How one infrastructure project is challenging industry norms

Gender hiring Ellis Fox Blog

To have a workforce that is 40% women is rare in construction and infrastructure. As a norm, you’re lucky if there’s 10-15% women on a project. Yet on a major energy infrastructure project that currently has 500 employees and will be ramping up to 8000 at peak construction, closing the gender gap appears to be a high priority. How have they managed to achieve this when others haven’t come close?

Perhaps it’s a simple case of priorities. According to the HR Director for the project, they wanted to challenge the norm, specifically the make-up of the project workforce. With major infrastructure projects there’s often talk of local job creation and bringing investment into the local economy, but typically these promises get diluted as projects progress.

Common reason cited are that locals don’t have the necessary skills and therefore, for the sake of the project, talent needs to be brought in. But if there haven’t been any similar projects in the area, how are locals supposed to have the necessary skills and experience?

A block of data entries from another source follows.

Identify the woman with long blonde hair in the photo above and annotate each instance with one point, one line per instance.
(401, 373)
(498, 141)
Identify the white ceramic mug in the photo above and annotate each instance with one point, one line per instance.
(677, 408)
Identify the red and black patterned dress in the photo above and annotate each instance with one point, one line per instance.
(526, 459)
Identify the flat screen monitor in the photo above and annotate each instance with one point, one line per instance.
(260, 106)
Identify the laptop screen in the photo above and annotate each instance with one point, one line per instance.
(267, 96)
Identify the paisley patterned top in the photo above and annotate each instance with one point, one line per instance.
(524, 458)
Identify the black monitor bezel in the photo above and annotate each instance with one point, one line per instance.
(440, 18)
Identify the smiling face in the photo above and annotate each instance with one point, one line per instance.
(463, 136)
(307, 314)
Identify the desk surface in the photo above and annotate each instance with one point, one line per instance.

To address this the project is working closely with local colleges and universities and has already started internships and work experience projects. Part of plan is to work with tertiary education institutions in the area to develop specific expertise that is needed. This is encouraging to see, considering that once completed, the project will be a major supplier of electricity for decades to come. Collaborating with educational facilities is yet another positive, showing the willingness to invest in future talent.

Some may say the construction has only just started on the project and that it’s in its infancy. It’s not uncommon to hear of promises and projections like this. But what might make a difference is the fact that the leadership team is 50% female.

Change only happens when specific values are prioritised. Will they be able to maintain that higher than industry average ratios on gender construction ramps up? Maybe not, but the fact that they’re focused on it, along with nurturing local skills development, increases the chances they’ll certainly improve on the industry average.

Construction and infrastructure have historically struggled with attracting and retaining women, primarily because policies, especially regarding pay and maternity don’t encourage them. Could a more diverse leadership make a difference? Let’s hope so. There’s a lot hinging on this particular project. Perhaps they can demonstrate how things can be different.